The chains radiated a cold that went beyond temperature, chilling something fundamental in my soul that made my bones ache.
"They’re made from shadow-forged iron," Adèle's voice carried a tremor of old fear.
"It’s metal that exists in the spaces between worlds, neither fully in our reality nor completely outside it.
Only such chains could hold a being like the Collector.
The cost of creating them..." Her mental voice trailed off, but I caught the echo of old pain, old sacrifice.
"What kind of cost?" Dani asked, her NICU training making her automatically assess the situation for hidden dangers.
"Blood," Adèle replied simply. "In this case, it was the blood of the Guardian families. Each link was forged with a life freely given. That's why the binding held for so long—it was sealed with the ultimate sacrifice."
Well, that was cheerful as a cancer diagnosis.
I moved to another section of the vault and froze. Stone tablets covered the wall, carved with maps that combined multiple languages and symbol systems like some kind of supernatural GPS system. "These show where the families went after the binding," I called to my sisters.

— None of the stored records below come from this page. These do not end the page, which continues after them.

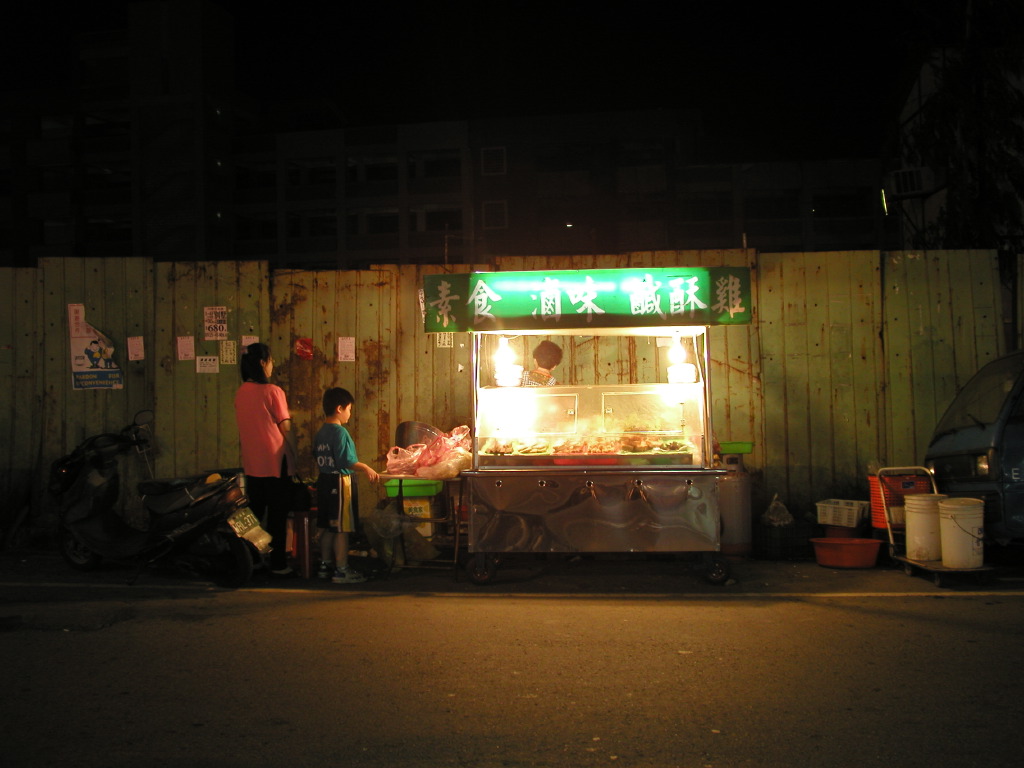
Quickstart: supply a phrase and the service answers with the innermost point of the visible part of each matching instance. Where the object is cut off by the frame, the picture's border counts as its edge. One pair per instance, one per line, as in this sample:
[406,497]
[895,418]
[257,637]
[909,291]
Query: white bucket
[962,528]
[923,539]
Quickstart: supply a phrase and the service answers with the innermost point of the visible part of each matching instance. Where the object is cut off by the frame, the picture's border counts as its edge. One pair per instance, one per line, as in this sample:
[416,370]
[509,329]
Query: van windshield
[981,400]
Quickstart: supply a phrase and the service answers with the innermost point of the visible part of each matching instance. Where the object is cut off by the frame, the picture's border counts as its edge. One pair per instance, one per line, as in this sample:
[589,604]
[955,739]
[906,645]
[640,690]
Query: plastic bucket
[924,541]
[962,531]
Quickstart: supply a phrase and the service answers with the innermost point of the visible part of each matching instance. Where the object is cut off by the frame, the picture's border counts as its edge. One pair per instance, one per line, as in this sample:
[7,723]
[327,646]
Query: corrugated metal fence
[851,358]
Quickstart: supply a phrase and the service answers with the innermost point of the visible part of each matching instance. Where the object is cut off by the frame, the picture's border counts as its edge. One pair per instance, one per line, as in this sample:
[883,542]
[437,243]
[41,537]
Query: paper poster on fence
[92,354]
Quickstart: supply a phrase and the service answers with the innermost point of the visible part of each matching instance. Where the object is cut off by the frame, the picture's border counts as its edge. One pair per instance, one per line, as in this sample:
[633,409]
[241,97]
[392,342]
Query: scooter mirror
[143,417]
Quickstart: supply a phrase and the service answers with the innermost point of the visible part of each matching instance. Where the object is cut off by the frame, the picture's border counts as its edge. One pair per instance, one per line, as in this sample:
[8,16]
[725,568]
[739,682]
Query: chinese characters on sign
[598,298]
[215,323]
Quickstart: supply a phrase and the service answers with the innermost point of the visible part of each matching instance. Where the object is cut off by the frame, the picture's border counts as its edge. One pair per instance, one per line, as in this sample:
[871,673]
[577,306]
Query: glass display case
[653,414]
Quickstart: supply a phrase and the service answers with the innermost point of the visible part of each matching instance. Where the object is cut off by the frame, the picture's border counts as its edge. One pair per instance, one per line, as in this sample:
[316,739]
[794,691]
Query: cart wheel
[718,571]
[481,568]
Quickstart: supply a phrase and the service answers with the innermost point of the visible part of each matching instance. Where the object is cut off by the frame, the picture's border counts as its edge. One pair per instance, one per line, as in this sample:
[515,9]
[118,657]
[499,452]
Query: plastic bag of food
[403,461]
[454,462]
[777,515]
[449,449]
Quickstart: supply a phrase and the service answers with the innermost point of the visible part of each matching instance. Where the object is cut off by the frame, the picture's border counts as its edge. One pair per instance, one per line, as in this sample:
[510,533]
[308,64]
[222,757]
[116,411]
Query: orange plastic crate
[892,488]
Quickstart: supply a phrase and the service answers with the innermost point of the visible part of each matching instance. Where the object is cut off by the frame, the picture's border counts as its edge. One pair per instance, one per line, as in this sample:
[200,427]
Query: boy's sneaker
[347,576]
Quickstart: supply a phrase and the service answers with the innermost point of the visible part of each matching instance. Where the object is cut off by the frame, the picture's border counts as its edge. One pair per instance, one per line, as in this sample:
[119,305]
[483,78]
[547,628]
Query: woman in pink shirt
[267,453]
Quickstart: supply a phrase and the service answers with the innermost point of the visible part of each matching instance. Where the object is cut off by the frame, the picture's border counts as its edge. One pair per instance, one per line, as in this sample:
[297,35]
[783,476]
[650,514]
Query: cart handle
[904,470]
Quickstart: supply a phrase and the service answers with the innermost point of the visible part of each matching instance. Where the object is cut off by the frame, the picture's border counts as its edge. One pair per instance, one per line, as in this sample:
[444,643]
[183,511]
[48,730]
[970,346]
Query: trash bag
[443,458]
[450,466]
[403,461]
[777,515]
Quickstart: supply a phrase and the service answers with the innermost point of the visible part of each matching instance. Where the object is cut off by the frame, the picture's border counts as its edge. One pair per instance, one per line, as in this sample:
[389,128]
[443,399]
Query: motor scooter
[200,524]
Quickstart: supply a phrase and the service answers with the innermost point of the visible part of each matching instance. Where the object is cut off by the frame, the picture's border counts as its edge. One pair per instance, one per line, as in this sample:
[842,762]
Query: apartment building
[152,152]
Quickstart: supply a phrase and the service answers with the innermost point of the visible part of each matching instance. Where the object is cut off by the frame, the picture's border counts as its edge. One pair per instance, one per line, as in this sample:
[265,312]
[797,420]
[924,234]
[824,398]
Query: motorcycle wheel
[233,566]
[77,554]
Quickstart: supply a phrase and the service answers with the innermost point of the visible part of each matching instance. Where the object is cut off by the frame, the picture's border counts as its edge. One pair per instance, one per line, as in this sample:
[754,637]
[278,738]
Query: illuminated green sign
[594,298]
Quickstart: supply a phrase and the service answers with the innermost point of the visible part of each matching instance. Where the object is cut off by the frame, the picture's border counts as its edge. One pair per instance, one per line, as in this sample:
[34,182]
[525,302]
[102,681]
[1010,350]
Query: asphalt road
[599,663]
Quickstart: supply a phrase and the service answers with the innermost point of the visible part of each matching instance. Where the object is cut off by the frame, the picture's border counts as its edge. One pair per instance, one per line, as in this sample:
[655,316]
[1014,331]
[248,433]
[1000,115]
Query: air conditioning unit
[910,182]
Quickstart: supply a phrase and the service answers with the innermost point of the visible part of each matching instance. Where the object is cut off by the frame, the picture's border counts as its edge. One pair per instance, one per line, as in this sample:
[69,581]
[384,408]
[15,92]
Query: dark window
[442,164]
[442,220]
[496,214]
[710,206]
[382,222]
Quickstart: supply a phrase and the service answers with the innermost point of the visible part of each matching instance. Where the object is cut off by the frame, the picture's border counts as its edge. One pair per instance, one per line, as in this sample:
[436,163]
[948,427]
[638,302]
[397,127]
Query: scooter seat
[166,497]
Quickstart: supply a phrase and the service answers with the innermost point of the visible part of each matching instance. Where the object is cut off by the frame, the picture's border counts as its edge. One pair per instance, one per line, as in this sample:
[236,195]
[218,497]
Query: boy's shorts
[336,492]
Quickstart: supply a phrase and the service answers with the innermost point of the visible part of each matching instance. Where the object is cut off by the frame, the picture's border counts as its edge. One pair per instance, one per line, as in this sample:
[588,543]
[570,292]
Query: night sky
[771,80]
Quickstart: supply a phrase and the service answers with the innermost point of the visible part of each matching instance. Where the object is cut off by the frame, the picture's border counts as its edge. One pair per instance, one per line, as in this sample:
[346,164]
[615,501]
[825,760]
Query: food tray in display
[842,512]
[586,460]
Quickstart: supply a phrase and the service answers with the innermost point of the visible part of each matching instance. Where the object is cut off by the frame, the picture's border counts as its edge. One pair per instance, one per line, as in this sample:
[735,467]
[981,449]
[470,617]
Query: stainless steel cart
[896,483]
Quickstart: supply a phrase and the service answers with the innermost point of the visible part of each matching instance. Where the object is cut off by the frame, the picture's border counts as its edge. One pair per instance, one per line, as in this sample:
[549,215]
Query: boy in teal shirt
[337,501]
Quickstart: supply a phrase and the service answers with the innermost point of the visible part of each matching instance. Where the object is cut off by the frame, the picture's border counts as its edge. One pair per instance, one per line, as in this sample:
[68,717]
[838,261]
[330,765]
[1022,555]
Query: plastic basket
[892,488]
[413,487]
[785,542]
[842,512]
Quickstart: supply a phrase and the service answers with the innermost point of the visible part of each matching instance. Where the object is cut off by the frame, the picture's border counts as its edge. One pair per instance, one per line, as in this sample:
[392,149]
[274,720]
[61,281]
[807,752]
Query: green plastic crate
[413,487]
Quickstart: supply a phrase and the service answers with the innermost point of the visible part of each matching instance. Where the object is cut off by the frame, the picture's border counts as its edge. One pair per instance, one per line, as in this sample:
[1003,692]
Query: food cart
[617,456]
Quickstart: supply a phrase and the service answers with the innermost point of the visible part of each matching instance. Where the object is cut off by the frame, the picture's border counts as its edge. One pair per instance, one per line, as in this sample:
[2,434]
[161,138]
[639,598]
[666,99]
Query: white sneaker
[347,576]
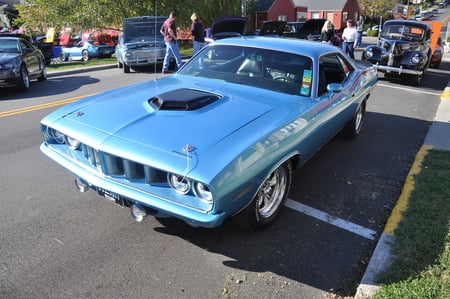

"This is a diaspora," Adèle confirmed. "After the binding, the surviving Guardians scattered across the region. It seems as if they chose their new homes carefully. Each location was selected for its natural magical properties and defensive advantages."
The maps were incredibly detailed, showing neighborhoods marked with protective sigils. The Bywater, the Marigny (the neighborhood, not the family), and the Garden District were among them. Each location was strategically chosen like pieces on a chessboard.
"The Castellanos went to the Bywater," Adèle guided my reading. "Near the river, where the water's flow would carry away negative energies. The Moreaus settled close to the music venues. Sound has power, and music creates natural barriers against dark entities."